There’s an inherent absurdity to this sort of counterproductivity, which may be why a sense of the absurd is threaded through so much of Eastern European literature. It’s not South American style magical realism. People don’t start levitating. Instead, it’s just a touch, a light balancing act between real and surreal, between conviction and satire. The decision-cycles in The Man Who Saw Seconds become absurd only gradually, and different readers disagree on when that threshold is crossed. But the spiral also reflects how these soulless, all-consuming system-machines really do work—humanity that’s been institutionalized, mechanized, almost mineralized, to paraphrase Ortega y Gasset.
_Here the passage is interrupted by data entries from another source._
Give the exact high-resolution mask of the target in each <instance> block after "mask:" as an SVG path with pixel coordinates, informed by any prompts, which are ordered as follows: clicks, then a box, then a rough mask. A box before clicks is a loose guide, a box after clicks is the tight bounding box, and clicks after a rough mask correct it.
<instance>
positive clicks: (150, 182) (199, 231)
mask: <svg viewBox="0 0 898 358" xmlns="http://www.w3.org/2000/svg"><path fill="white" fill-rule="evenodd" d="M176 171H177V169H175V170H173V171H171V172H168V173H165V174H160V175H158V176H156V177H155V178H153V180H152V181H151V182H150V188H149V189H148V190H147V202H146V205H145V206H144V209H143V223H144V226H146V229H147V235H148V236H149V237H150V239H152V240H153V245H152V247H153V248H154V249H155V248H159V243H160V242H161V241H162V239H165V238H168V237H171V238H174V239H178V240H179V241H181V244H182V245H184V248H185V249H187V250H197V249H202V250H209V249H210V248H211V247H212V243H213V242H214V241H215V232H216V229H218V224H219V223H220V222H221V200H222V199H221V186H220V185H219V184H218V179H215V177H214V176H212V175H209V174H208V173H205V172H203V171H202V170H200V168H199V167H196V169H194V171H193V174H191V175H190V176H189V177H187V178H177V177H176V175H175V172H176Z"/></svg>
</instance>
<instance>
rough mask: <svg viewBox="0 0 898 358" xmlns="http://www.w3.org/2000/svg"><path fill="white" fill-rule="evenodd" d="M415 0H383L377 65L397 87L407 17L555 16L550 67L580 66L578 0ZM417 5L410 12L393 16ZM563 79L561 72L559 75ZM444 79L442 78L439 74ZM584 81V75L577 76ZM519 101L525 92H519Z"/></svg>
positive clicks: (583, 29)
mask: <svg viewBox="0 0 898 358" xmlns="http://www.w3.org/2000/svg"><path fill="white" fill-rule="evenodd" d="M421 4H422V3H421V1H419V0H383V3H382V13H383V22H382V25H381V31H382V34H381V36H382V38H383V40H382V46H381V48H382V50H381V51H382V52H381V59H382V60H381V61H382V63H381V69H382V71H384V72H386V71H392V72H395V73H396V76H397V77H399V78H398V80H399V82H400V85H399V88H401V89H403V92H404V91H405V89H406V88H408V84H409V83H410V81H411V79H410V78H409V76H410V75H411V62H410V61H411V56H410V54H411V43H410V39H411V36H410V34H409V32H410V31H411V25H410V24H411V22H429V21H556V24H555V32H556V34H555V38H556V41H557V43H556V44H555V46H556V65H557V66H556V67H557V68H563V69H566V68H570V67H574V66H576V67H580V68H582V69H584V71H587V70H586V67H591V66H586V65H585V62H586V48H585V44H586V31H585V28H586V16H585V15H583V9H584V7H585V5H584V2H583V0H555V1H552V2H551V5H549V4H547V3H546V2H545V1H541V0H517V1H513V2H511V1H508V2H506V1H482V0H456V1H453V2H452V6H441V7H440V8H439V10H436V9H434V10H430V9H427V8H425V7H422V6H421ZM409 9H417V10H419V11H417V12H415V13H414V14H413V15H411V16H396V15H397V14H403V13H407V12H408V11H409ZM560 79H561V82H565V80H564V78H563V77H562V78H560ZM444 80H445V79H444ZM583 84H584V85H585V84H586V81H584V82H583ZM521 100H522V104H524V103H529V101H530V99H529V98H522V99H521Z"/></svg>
The book is first and foremost a fast-paced thriller, not dependent on this subtext. I wanted to ensure a reader could enjoy it as a Jason Bourne-style Hollywood movie without any of these thematic or satirical elements. But they’re there for those who want to read them, within character motivations and the general madness of the constant escalation—which becomes counterproductive for everyone.
Fish’s anarchic distrust of institutions is rooted in my own distrust of the sort of control that suffocated the human spirit under the totality. But I do understand the other side. I appreciate how dangerous the mass loss of trust in institutions is to our democracies—even if some of that loss is justified. I’m a recovering attorney, but still a member of the California bar. I spent time as a speechwriter for the Civilian Complaint Review Board, which investigated bad members of the NYPD. I’m an instructor in Brazilian jiu-jitsu, and over the decades my sparring partners have included dozens of cops, SWAT team operators, and even friends who formerly served as bodyguards for prime ministers in Canada and Israel.
I write first for the love of a good story, and all these past lives help add texture to how well I can tell it. But second, I write to clash ideas against each other. (How cool that my publisher is CLASH Books!) With Seconds, I feel like I finally learned how to integrate those two drives seamlessly, something I was less successful with in my previous novel, The Ugly. It’s this clash that causes the story to keep escalating and it’s why I insist on making my antagonists as formidable as possible—steelmen rather than strawmen. I never want my hero to win because someone makes a mistake, like a James Bond villain who talks too long, and I never want to offer easy answers. Preble’s slim superpower is just barely enough to give him a fighting chance, maybe.
Mark Powell, author of The Late Rebellion, described Seconds as, “part thriller, part gunfight (hell of a gunfight), part intellectual examination of what we mean when we say ‘freedom’ and all heart. Absurd, hilarious, and deadly serious, this is the rare novel that is both compulsively readable and philosophically deft.”
I don’t have an answer for what we mean when we say “freedom,” but I do know that my own conception of it was deeply shaped by being born in a country with none. For me, freedom is tied to openness—and that includes the interpretations of anything I’ve written.
I like to think of the emotional and intellectual themes in my writing as the two wings of a story. They provide the lift, but they shouldn’t be tied down to my own past. If my personal background adds possibilities to how you read the book, then that makes me happy. If not, kill me and enjoy The Man Who Saw Seconds.